Napoléon, qui veut envahir l’Angleterre, a ordonné à l’Amiral de la flotte Villeneuve de mettre le cap sur la Manche. Mais celui-ci, apeuré par une première confrontation avec l’Amiral Nelson au large du cap Finisterre, court se réfugier à Cadiz. Menacé de Conseil de Guerre, il finit par prendre la mer après avoir recruté de force des centaines d’hommes, souvent agriculteurs ou marins pêcheurs, pères de famille, qui n’ont aucune expérience des navires ni de la guerre.

La flotte est franco-espagnole. Le pouvoir en Espagne est entre les mains de Godoy, intriguant et amant de la Reine. La hiérarchie de la flotte est en bonne partie composée d’aristocrates pistonnés. Marins et sous-officiers touchent leur solde avec des mois de retard.

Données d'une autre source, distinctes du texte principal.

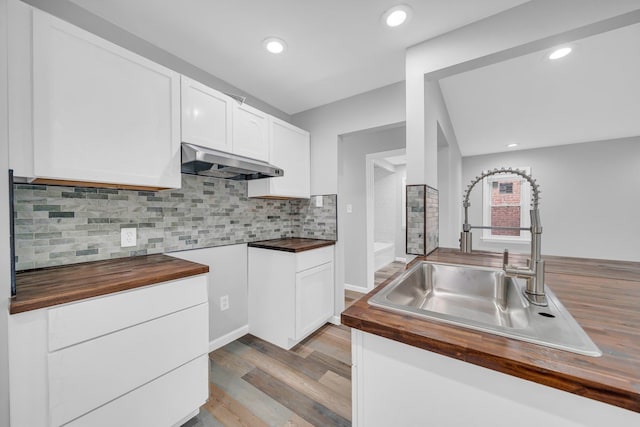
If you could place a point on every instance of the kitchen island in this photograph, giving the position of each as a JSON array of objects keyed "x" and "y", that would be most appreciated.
[{"x": 460, "y": 378}]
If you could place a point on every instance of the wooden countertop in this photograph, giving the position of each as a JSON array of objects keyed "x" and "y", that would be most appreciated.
[
  {"x": 603, "y": 297},
  {"x": 50, "y": 286},
  {"x": 293, "y": 244}
]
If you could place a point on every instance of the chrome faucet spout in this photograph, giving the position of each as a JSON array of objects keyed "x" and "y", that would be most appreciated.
[{"x": 534, "y": 272}]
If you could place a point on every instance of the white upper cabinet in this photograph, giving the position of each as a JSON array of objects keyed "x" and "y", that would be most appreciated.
[
  {"x": 289, "y": 150},
  {"x": 250, "y": 132},
  {"x": 100, "y": 113},
  {"x": 206, "y": 116}
]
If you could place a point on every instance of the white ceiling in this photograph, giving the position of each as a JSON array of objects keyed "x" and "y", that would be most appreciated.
[
  {"x": 336, "y": 48},
  {"x": 592, "y": 94}
]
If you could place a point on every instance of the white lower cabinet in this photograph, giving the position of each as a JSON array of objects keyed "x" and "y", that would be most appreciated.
[
  {"x": 137, "y": 357},
  {"x": 395, "y": 384},
  {"x": 290, "y": 294}
]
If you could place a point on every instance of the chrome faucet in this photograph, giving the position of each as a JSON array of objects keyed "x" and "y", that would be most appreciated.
[{"x": 534, "y": 271}]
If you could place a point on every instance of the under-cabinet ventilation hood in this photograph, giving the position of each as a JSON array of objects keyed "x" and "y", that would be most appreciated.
[{"x": 199, "y": 160}]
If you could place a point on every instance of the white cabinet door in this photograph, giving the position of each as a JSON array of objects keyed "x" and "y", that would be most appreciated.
[
  {"x": 314, "y": 298},
  {"x": 206, "y": 116},
  {"x": 100, "y": 112},
  {"x": 289, "y": 150},
  {"x": 250, "y": 133}
]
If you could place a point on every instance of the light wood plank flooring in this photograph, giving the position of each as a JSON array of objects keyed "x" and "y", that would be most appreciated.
[{"x": 254, "y": 383}]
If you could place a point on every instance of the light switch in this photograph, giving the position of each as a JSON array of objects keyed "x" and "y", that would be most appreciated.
[{"x": 127, "y": 237}]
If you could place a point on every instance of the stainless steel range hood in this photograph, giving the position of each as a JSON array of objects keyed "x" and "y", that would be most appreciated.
[{"x": 199, "y": 160}]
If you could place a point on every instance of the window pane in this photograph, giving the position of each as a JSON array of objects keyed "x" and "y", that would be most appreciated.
[
  {"x": 505, "y": 205},
  {"x": 505, "y": 216}
]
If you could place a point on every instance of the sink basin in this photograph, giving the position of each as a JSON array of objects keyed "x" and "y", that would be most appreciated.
[{"x": 483, "y": 299}]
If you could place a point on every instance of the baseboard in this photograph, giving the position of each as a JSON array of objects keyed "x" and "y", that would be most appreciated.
[
  {"x": 227, "y": 338},
  {"x": 353, "y": 288}
]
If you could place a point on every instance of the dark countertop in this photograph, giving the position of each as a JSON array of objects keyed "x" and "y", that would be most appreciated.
[
  {"x": 603, "y": 297},
  {"x": 50, "y": 286},
  {"x": 293, "y": 244}
]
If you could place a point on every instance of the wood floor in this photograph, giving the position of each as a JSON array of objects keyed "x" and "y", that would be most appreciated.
[{"x": 254, "y": 383}]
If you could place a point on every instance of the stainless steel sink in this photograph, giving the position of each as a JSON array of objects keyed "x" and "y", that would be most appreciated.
[{"x": 483, "y": 299}]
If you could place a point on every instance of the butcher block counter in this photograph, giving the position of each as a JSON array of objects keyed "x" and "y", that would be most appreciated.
[
  {"x": 603, "y": 297},
  {"x": 293, "y": 244},
  {"x": 50, "y": 286}
]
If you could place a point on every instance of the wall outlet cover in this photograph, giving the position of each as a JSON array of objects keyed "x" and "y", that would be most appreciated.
[
  {"x": 224, "y": 302},
  {"x": 128, "y": 237}
]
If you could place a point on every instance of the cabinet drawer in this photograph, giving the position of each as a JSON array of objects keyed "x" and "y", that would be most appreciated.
[
  {"x": 73, "y": 323},
  {"x": 313, "y": 258},
  {"x": 181, "y": 392},
  {"x": 314, "y": 299},
  {"x": 88, "y": 375}
]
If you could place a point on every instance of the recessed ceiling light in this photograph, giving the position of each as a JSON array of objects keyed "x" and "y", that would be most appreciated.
[
  {"x": 560, "y": 53},
  {"x": 274, "y": 45},
  {"x": 397, "y": 15}
]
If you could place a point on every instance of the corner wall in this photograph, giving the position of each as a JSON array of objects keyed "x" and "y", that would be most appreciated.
[
  {"x": 589, "y": 200},
  {"x": 5, "y": 287}
]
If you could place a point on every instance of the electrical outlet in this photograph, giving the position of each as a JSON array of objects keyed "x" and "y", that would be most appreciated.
[
  {"x": 127, "y": 237},
  {"x": 224, "y": 302}
]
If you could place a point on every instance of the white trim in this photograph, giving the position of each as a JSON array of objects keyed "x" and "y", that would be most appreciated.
[
  {"x": 187, "y": 418},
  {"x": 227, "y": 338},
  {"x": 360, "y": 289}
]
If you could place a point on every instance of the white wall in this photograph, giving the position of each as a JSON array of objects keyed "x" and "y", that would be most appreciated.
[
  {"x": 509, "y": 34},
  {"x": 380, "y": 107},
  {"x": 374, "y": 109},
  {"x": 384, "y": 205},
  {"x": 590, "y": 199},
  {"x": 401, "y": 236},
  {"x": 5, "y": 275},
  {"x": 227, "y": 276},
  {"x": 352, "y": 190}
]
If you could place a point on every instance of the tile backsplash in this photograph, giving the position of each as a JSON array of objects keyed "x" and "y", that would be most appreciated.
[
  {"x": 57, "y": 225},
  {"x": 422, "y": 219}
]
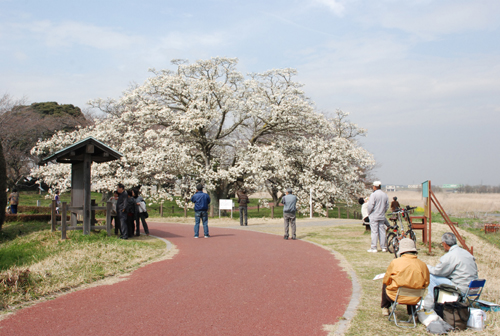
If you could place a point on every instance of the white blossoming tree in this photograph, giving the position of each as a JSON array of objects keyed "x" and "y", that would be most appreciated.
[{"x": 206, "y": 122}]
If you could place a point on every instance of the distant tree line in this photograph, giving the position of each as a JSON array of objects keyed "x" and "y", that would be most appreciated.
[
  {"x": 479, "y": 189},
  {"x": 22, "y": 126}
]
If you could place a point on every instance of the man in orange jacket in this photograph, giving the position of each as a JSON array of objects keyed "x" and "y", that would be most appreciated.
[{"x": 406, "y": 271}]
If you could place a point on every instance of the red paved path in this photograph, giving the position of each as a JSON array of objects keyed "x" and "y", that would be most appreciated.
[{"x": 235, "y": 283}]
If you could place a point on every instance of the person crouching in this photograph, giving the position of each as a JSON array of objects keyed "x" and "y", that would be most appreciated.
[{"x": 406, "y": 271}]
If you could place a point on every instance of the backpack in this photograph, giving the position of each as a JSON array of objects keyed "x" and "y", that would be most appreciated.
[{"x": 455, "y": 313}]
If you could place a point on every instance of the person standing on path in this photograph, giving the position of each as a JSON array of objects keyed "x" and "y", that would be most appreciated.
[
  {"x": 140, "y": 213},
  {"x": 201, "y": 202},
  {"x": 114, "y": 215},
  {"x": 394, "y": 204},
  {"x": 377, "y": 207},
  {"x": 14, "y": 201},
  {"x": 121, "y": 205},
  {"x": 243, "y": 203},
  {"x": 58, "y": 201},
  {"x": 289, "y": 201}
]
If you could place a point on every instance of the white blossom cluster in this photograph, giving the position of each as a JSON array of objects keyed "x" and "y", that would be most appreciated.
[{"x": 206, "y": 122}]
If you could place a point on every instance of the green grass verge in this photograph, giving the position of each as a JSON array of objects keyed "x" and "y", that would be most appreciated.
[
  {"x": 171, "y": 209},
  {"x": 35, "y": 262}
]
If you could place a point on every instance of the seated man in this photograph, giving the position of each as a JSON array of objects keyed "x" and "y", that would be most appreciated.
[
  {"x": 406, "y": 271},
  {"x": 457, "y": 267}
]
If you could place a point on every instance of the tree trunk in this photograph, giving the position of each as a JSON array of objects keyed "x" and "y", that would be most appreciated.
[{"x": 3, "y": 186}]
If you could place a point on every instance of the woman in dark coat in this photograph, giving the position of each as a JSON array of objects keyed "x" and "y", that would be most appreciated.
[
  {"x": 140, "y": 213},
  {"x": 130, "y": 210}
]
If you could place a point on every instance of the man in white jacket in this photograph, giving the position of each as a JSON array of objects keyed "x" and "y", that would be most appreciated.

Villeneuve applique une stratégie énoncée plus de 100 ans auparavant. Les deux camps forment une ligne parallèle qui se canardent et passent à l’abordage. A la vue de l’escadre anglaise, il donne l’ordre de virer à 180º et de remettre le cap sur Cadiz. En raison de leur poids et du faible vent, les navires manœuvrent mal et des trous se forment dans la ligne. De plus, l’ordre de Villeneuve ne peut que s’interpréter que comme une préparation à la retraite, ce qui ne contribue pas au moral de l’encadrement.

Les navires de Nelson avancent sur deux lignes perpendiculaires à la ligne franco-espagnole. Leur stratégie consiste à couper la ligne là où elle est trouée et à neutraliser successivement chaque navire ennemi en profitant à chaque fois de la supériorité numérique. Comme ce sera le cas plus tard avec la Ligne Maginot, la stratégie de l’ennemi n’était pas décrite dans les manuels ! La bataille peut commencer. Les hommes déploient des filets au-dessus du pont pour recevoir les objets qui vont tomber en rafale depuis les mats, on jette du sable pour ne pas glisser sur le sang des hommes qui vont tomber au combat.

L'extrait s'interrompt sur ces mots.